Yani memperhatikan pak Tua itu dengan seksama. Tampaknya ia sudah tua sekali tapi masih gesit mengendalikan kuda penarik dokar. Suasana sepanjang jalan pedesaan itu sunyi senyap. Makin lama jalan yang mereka lalui sepi dan gelap, melewati semak belukar.
" Wah agak ke pelosok ya pak?" tanya Yani lagi. Ia bukan takut tapi berpikir kasihan ibu yang akan melahirkan bila terlalu lama menunggunya.
" Itu sudah kelihatan rumahnya bu Bidan, maaf kami memang tinggal di ujung desa" jawab pak Tua tadi.
Lega hati Yani. Ia melihat sebuah rumah yang lumayan terang dengan cahaya lampu petromaks. Tiba- tiba dokar itu berhenti di tikungan persis dibawah rerimbunan tanaman bambu.
" Bu bidan, turun di sini saja, kita jalan kaki karena harus melewati jembatan parit kecil dan dokar ini tidak bisa masuk" kata pak Tua tadi sambil mengikat tali kuda ke sebuah pohon beringin tak jauh dari situ.
"Ya pak, tidak apa - apa" kata bidan Yani.
Dengan sigap ia turun dari dokar dan menjinjing tas perlengkapan melahirkan.
"Silahkan duluan bu Bidan, saya mau masukkan kuda ke kandang. Itu sudah ditunggu anak saya dan nenek paraji yang tadi menolong melahirkan tapi tidak berhasil" kata pak Tua itu.
Meskipun penuh tanda tanya dalam hati bidan Yani, ia sama sekali tidak takut hantu. Ia segera masuk ke dalam dan dilihatnya seorang paraji tua sedang menunggu di samping ibu yang akan bersalin itu.Pakaiannya serba hitam. Bibirnya semerah darah dengan segumpal sirih pinang terganjal di sudut mulut. Nenek dukun beranak itu tampaknya sangat sabar memijati si ibu.

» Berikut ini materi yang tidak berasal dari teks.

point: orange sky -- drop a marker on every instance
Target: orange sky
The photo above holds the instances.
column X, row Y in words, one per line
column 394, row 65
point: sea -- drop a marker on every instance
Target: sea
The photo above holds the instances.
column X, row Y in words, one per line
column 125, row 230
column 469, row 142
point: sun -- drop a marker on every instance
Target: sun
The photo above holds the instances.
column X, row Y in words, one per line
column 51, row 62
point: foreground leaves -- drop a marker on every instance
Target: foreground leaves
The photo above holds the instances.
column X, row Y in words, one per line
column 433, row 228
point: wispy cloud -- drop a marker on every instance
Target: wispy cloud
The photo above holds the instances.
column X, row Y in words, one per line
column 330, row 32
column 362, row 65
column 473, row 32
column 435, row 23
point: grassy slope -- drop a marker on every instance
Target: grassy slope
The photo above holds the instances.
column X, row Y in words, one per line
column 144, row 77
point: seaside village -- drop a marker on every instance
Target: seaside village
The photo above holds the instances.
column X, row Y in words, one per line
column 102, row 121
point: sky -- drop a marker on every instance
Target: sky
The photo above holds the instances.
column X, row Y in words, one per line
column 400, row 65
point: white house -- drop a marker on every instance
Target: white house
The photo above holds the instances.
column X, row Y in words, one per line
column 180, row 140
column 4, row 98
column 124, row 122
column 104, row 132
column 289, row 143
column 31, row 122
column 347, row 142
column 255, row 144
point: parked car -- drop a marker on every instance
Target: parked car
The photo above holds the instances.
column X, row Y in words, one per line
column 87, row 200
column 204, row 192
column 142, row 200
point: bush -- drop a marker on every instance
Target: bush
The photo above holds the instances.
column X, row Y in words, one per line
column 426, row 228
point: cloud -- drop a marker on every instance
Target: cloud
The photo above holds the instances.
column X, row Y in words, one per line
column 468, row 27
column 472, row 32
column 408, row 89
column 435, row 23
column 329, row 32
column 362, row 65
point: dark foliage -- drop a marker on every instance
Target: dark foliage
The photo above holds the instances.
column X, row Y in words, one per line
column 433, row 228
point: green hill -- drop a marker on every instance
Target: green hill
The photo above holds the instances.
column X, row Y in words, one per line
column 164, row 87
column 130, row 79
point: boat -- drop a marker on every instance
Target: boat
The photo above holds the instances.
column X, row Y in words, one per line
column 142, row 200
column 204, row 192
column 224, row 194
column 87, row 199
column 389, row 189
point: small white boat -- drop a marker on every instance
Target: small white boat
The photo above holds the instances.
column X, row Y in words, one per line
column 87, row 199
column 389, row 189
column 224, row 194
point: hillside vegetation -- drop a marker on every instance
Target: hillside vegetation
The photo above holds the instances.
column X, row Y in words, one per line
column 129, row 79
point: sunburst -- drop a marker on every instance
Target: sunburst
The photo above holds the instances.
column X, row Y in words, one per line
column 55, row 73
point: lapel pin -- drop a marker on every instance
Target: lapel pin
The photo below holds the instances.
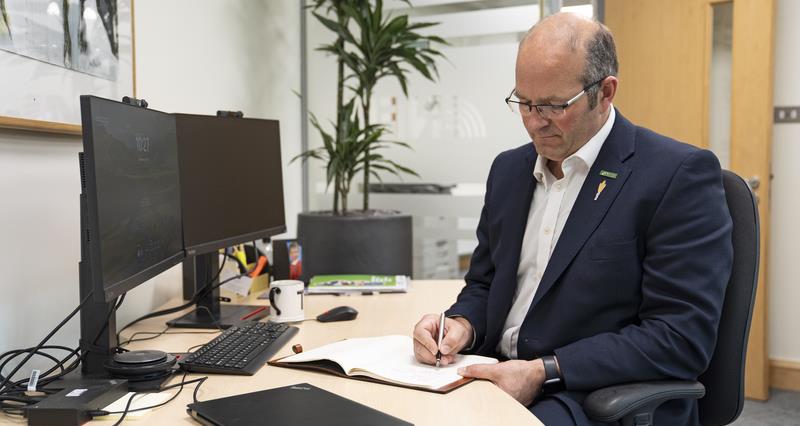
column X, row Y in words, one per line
column 600, row 189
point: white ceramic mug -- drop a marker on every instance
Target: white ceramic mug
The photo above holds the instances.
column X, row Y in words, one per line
column 286, row 301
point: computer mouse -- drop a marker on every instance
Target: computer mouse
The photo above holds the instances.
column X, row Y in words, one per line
column 339, row 313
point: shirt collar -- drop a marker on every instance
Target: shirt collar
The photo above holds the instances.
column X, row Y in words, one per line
column 586, row 154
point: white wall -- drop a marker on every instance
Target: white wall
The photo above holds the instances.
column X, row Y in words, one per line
column 190, row 57
column 782, row 272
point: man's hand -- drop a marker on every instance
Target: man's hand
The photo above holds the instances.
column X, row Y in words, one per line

Bidan Yani menatap wajah si ibu yang akan melahirkan. Sepertinya ia tidak pernah melihat ibu ini datang periksa dan ia sendiri baru seminggu lalu pindah ke desa ini menggantikan Intan. Wajah ibu yang hamil itu pucat pasi dan rambutnya berantakan, sepertinya ia sudah dari tadi kesakitan. Bau amis darah memenuhi seluruh bilik kamar itu. Belum lagi ada bau asap kemenyan sejak ia masuk rumah tadi.
" Syukur nak bidan sudah datang, ayo nduk semangat, ini bu bidan sudah datang" kata si nenek Paraji itu.